Abstract

In this issue of the Journal of Diabetes Science and Technology, Heenan et al 1 compare 41 adults’ average capillary blood glucose meter (BGM) glucoses to their single central laboratory glucose (CLG) measurements of 0.6 mL lithium heparin plasma separator microtainers filled after “deep lancing” of the finger capillaries. The authors’ figure illustrates the relationship between the central laboratory instrument measurement of hemolysis (hemolysis index) and the ratios of the two sets of measurements. As hemolysis increases, it seems that the CLG increases slightly, but so does the variation in results. It is disappointing that the authors did not attempt to document hemolysis in the “shallow-lanced” specimens used to obtain the BGM measurements. Recently, three different groups of adult subjects had their capillary blood collected into plain microhematocrit capillary blood collection tubes after lancing with a commercially available lancet device. 2 While the same trained phlebotomists employed the same technique to obtain the capillary samples, the visible hemolysis rates of the spun specimens varied from 0% (59 subjects) to 7% (42 subjects) to 43% (40 subjects). These experiments seem to complicate Heenan et al’s tacit assumption that “shallow-lancing” does not result in artifactual hemolysis.

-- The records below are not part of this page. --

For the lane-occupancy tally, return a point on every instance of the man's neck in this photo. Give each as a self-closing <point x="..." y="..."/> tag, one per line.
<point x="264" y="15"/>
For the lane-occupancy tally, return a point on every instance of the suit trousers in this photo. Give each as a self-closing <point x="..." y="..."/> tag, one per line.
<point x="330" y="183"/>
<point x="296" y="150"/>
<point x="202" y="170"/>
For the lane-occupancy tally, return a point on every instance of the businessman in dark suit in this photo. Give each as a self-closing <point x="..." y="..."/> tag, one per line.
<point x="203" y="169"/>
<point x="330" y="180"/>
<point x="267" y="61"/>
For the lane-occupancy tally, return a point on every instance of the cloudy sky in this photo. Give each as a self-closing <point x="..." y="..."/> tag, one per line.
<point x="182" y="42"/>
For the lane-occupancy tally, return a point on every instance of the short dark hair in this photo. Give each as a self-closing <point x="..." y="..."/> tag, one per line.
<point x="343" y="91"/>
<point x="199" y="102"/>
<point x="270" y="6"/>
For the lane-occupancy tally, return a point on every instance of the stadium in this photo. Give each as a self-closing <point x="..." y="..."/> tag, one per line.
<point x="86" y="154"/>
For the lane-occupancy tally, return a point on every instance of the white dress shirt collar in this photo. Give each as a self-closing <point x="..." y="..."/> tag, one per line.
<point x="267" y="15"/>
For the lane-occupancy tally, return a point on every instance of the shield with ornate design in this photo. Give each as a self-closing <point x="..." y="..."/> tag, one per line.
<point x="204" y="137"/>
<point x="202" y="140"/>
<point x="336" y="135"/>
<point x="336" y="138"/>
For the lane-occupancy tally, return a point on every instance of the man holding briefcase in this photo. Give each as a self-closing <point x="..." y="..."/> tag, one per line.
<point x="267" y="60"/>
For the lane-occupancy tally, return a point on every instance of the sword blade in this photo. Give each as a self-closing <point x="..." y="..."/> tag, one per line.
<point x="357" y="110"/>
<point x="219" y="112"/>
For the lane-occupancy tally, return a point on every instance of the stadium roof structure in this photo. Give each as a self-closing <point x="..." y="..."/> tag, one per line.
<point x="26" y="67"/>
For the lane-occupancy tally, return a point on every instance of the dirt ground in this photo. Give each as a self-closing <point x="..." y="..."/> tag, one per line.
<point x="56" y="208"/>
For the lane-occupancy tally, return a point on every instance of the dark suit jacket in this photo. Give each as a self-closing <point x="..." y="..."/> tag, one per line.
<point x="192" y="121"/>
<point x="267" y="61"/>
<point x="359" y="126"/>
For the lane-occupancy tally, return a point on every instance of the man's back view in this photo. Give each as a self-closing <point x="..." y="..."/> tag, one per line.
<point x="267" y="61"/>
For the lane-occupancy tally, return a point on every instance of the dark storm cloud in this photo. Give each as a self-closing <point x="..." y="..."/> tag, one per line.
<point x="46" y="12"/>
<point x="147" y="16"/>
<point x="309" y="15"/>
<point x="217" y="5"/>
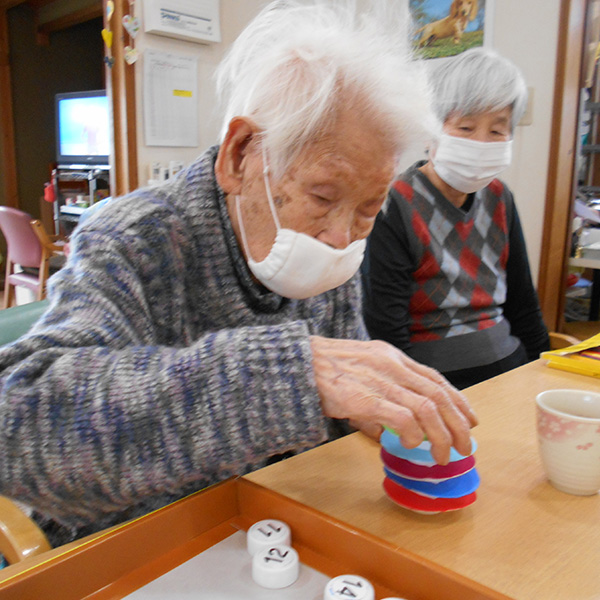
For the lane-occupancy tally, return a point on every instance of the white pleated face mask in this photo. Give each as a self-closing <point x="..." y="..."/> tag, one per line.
<point x="299" y="266"/>
<point x="469" y="165"/>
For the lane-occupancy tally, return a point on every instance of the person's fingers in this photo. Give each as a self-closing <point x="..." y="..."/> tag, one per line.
<point x="428" y="381"/>
<point x="375" y="384"/>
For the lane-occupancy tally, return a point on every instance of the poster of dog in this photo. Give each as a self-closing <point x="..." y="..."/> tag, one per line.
<point x="448" y="27"/>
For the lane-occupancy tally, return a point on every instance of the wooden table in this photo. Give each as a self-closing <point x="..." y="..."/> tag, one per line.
<point x="522" y="537"/>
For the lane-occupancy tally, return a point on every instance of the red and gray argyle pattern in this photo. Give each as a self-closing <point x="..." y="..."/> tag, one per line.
<point x="460" y="281"/>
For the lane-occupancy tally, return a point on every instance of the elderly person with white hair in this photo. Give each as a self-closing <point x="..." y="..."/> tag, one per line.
<point x="205" y="326"/>
<point x="447" y="277"/>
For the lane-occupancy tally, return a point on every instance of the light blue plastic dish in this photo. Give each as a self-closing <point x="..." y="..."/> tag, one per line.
<point x="450" y="488"/>
<point x="421" y="454"/>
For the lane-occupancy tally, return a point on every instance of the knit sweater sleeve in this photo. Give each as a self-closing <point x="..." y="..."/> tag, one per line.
<point x="388" y="276"/>
<point x="99" y="411"/>
<point x="522" y="309"/>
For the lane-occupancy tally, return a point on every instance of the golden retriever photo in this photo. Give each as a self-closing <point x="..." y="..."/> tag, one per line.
<point x="447" y="27"/>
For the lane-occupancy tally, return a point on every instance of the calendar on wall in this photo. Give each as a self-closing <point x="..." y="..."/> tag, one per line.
<point x="191" y="20"/>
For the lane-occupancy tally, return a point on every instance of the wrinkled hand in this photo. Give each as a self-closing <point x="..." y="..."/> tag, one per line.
<point x="374" y="384"/>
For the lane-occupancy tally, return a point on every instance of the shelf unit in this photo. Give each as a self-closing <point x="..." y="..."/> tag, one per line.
<point x="77" y="187"/>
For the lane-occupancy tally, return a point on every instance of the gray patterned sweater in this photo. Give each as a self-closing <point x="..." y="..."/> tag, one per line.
<point x="160" y="367"/>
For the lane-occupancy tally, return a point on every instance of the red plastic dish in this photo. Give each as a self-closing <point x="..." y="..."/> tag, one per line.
<point x="405" y="468"/>
<point x="413" y="501"/>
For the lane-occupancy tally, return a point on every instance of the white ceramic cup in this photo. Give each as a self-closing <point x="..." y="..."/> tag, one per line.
<point x="568" y="426"/>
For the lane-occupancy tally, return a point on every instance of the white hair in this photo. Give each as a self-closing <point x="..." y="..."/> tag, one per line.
<point x="298" y="62"/>
<point x="476" y="81"/>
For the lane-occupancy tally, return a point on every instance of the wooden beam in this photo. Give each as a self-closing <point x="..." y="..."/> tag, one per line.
<point x="79" y="16"/>
<point x="556" y="240"/>
<point x="8" y="159"/>
<point x="121" y="89"/>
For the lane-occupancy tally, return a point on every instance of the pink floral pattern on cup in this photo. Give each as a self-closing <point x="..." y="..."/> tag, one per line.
<point x="557" y="429"/>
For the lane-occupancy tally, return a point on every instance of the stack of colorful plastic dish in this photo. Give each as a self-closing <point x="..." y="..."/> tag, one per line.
<point x="415" y="481"/>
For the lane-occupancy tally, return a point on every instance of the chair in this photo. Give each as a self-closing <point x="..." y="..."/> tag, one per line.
<point x="30" y="247"/>
<point x="20" y="537"/>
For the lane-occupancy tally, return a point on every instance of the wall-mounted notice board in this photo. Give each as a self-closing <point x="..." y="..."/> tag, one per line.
<point x="191" y="20"/>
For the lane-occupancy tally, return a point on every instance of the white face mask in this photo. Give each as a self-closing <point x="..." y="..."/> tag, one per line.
<point x="298" y="265"/>
<point x="469" y="165"/>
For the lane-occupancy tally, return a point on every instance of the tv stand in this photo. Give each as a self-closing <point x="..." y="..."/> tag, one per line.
<point x="77" y="187"/>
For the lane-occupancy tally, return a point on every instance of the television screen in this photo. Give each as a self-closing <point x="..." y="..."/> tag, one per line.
<point x="82" y="128"/>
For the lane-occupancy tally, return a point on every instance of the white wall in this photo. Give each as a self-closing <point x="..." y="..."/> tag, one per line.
<point x="234" y="15"/>
<point x="526" y="31"/>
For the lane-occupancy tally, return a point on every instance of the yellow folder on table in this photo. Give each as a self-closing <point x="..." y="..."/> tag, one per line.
<point x="577" y="358"/>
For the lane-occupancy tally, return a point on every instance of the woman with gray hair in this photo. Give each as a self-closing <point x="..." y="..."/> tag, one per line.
<point x="447" y="277"/>
<point x="202" y="327"/>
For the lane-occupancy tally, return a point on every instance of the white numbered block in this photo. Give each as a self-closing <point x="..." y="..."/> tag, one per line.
<point x="349" y="587"/>
<point x="269" y="532"/>
<point x="275" y="567"/>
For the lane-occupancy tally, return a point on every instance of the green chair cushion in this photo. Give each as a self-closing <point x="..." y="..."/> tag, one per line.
<point x="16" y="321"/>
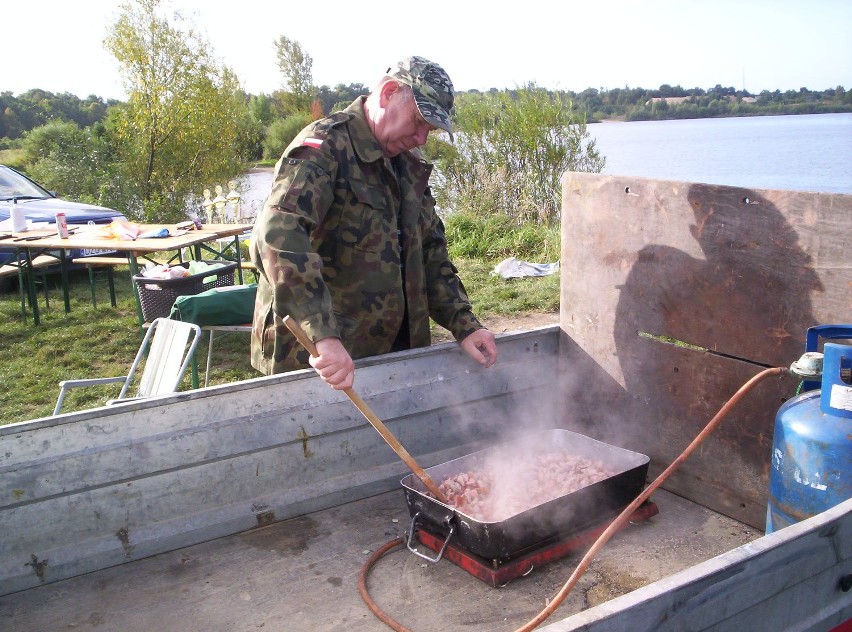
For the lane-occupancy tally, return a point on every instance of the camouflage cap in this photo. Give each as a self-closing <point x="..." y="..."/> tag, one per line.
<point x="433" y="90"/>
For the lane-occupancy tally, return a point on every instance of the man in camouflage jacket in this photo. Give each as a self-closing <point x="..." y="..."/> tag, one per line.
<point x="348" y="243"/>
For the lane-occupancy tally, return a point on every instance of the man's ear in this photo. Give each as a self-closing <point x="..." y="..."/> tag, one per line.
<point x="387" y="90"/>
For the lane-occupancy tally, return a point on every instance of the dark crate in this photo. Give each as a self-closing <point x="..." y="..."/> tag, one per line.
<point x="158" y="295"/>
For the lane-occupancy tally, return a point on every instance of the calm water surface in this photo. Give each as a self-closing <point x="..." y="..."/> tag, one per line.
<point x="807" y="152"/>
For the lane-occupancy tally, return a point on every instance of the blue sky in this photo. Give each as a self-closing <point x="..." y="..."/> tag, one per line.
<point x="756" y="44"/>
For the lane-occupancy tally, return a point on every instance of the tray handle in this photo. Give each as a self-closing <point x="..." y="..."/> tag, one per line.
<point x="418" y="553"/>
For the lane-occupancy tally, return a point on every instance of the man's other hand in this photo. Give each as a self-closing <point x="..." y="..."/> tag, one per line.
<point x="481" y="346"/>
<point x="334" y="364"/>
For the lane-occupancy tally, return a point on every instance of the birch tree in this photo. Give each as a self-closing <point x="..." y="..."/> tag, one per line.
<point x="181" y="127"/>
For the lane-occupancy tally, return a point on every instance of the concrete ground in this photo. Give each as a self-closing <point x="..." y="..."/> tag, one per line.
<point x="301" y="575"/>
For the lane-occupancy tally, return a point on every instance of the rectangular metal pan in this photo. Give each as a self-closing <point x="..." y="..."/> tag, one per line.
<point x="537" y="525"/>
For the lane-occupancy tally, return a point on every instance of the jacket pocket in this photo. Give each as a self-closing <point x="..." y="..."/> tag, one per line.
<point x="373" y="223"/>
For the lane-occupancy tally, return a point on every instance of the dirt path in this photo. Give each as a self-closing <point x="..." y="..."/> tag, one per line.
<point x="503" y="324"/>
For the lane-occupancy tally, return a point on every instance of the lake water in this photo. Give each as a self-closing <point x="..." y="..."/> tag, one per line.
<point x="806" y="152"/>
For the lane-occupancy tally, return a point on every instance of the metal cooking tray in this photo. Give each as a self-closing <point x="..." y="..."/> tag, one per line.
<point x="549" y="521"/>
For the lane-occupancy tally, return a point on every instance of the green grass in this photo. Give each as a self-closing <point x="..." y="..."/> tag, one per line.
<point x="84" y="343"/>
<point x="102" y="342"/>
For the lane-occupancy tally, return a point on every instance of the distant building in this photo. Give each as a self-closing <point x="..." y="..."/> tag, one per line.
<point x="668" y="100"/>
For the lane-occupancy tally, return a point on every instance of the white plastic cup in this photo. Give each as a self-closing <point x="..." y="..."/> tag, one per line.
<point x="19" y="221"/>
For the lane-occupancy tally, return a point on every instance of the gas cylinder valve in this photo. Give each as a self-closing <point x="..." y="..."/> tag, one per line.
<point x="809" y="366"/>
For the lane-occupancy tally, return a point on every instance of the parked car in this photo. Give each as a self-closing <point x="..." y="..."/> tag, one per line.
<point x="41" y="206"/>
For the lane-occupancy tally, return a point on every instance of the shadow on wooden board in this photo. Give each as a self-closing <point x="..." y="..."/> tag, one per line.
<point x="681" y="292"/>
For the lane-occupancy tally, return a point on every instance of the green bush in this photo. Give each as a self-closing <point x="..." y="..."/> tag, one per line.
<point x="282" y="132"/>
<point x="510" y="151"/>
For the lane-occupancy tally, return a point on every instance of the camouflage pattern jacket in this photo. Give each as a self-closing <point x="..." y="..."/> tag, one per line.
<point x="328" y="252"/>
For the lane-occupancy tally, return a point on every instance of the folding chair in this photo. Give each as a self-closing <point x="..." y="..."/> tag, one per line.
<point x="169" y="346"/>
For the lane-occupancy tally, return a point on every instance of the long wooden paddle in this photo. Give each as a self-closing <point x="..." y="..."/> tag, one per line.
<point x="377" y="423"/>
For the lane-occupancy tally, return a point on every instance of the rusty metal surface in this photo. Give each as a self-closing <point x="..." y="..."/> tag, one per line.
<point x="740" y="273"/>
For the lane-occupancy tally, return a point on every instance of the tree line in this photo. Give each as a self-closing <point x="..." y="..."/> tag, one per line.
<point x="187" y="124"/>
<point x="34" y="108"/>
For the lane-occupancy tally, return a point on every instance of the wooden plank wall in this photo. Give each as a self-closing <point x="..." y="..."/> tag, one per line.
<point x="740" y="272"/>
<point x="93" y="489"/>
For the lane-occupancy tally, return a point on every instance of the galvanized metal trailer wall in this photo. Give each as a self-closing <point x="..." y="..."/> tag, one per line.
<point x="88" y="490"/>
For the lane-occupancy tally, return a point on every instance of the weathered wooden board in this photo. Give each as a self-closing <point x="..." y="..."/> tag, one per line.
<point x="92" y="489"/>
<point x="742" y="273"/>
<point x="788" y="580"/>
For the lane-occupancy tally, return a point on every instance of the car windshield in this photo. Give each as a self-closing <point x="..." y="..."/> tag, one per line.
<point x="15" y="186"/>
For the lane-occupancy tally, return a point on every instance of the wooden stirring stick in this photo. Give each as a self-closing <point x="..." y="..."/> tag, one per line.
<point x="377" y="423"/>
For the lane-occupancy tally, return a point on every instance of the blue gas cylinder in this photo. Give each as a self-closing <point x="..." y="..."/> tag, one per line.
<point x="811" y="464"/>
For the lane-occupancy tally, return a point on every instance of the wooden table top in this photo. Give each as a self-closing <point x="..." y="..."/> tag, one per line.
<point x="83" y="236"/>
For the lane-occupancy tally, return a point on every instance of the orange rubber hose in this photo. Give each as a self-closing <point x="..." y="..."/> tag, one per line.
<point x="614" y="526"/>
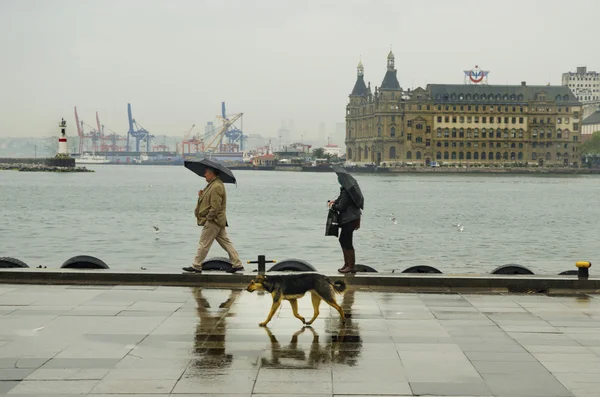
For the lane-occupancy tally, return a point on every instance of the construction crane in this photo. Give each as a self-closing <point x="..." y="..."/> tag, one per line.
<point x="108" y="143"/>
<point x="187" y="141"/>
<point x="138" y="132"/>
<point x="228" y="130"/>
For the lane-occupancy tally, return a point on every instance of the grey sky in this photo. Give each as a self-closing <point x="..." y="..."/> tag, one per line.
<point x="175" y="61"/>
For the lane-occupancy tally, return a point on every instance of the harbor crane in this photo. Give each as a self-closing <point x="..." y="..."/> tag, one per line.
<point x="138" y="132"/>
<point x="228" y="130"/>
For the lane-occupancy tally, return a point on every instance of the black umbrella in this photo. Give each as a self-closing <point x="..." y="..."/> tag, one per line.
<point x="349" y="183"/>
<point x="198" y="167"/>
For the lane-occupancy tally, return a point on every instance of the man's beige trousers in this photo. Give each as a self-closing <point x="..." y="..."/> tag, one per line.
<point x="211" y="232"/>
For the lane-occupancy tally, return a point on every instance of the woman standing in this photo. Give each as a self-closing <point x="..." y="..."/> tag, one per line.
<point x="348" y="205"/>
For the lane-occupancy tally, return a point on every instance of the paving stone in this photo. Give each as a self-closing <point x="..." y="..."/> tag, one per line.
<point x="451" y="388"/>
<point x="61" y="387"/>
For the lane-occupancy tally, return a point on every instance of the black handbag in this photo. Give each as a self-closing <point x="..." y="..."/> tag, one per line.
<point x="332" y="226"/>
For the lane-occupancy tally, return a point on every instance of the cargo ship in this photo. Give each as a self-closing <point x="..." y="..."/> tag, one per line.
<point x="132" y="158"/>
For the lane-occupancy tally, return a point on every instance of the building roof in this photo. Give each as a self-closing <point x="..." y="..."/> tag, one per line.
<point x="390" y="81"/>
<point x="266" y="157"/>
<point x="509" y="94"/>
<point x="360" y="88"/>
<point x="593" y="118"/>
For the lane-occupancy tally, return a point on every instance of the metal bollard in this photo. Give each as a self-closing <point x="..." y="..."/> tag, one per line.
<point x="261" y="263"/>
<point x="583" y="269"/>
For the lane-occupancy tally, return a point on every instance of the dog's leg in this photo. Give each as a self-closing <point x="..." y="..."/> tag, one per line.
<point x="294" y="304"/>
<point x="274" y="307"/>
<point x="337" y="307"/>
<point x="316" y="299"/>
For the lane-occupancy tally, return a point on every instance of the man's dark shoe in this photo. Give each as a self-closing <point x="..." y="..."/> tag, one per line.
<point x="192" y="269"/>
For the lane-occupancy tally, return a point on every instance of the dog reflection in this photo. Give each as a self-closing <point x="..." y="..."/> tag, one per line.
<point x="211" y="331"/>
<point x="343" y="347"/>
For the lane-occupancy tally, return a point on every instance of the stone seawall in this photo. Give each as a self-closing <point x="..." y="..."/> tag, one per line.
<point x="47" y="161"/>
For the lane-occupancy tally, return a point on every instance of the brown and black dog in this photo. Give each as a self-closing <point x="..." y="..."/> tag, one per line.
<point x="293" y="287"/>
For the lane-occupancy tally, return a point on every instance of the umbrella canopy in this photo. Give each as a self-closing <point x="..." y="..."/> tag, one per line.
<point x="349" y="183"/>
<point x="198" y="167"/>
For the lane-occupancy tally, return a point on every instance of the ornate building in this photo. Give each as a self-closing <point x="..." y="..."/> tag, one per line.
<point x="461" y="124"/>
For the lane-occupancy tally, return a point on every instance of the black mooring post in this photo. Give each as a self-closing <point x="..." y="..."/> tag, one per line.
<point x="262" y="261"/>
<point x="583" y="269"/>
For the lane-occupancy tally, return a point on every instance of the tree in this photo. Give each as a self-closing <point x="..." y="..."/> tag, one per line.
<point x="319" y="153"/>
<point x="592" y="146"/>
<point x="590" y="150"/>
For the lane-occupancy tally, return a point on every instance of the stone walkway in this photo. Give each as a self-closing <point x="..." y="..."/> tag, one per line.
<point x="142" y="341"/>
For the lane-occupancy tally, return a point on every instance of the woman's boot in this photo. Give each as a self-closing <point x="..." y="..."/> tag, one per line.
<point x="349" y="268"/>
<point x="346" y="255"/>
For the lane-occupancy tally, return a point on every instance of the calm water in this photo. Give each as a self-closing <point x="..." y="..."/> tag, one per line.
<point x="545" y="223"/>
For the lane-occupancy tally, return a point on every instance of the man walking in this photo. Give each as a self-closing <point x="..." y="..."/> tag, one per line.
<point x="211" y="214"/>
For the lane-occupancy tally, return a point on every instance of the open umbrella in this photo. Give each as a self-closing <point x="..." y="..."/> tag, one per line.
<point x="198" y="167"/>
<point x="349" y="183"/>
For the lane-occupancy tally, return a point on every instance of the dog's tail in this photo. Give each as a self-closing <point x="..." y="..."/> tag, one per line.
<point x="339" y="286"/>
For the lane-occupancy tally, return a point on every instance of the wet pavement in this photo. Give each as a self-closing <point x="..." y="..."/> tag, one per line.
<point x="159" y="341"/>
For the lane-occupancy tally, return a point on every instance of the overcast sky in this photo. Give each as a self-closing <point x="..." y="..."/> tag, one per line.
<point x="175" y="61"/>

Many questions arise from Heenan et al’s study. Why did many of the 0.6 ml lithium heparin plasma separator microtainer tubes exhibit hemolysis? How accurate (and transferrable) are the central laboratory hemolysis indices? What BGM was used? Did it demonstrate any sensitivity to hemoglobin interference? What laboratory instrument provided the CLG? Larger blood volume collections for BGM evaluations are often stabilized and sent to a central laboratory for highly accurate glucose testing. What artifacts have been introduced with these collections? Was there significant milking of the fingers to obtain that 0.6 ml of blood? Does the entire large sample collection process increase the secretion of catecholamines and glucose? What inaccuracies might be incurred in a manufacturer’s glucose meter evaluation due to the apparently nonequivalent shallow and deep collections? How can these inaccuracies be prevented and/or mitigated? Should only shallow collections be performed and blood samples be pooled to obtain adequate blood volumes for central laboratory testing? We thank Dr Heenan et al for this very interesting study.
Footnotes
Abbreviations
BGM, blood glucose meter; CLG, central laboratory glucose.
Declaration of Conflicting Interests
The author(s) declared no potential conflicts of interest with respect to the research, authorship, and/or publication of this article.
Funding
The author(s) received no financial support for the research, authorship, and/or publication of this article.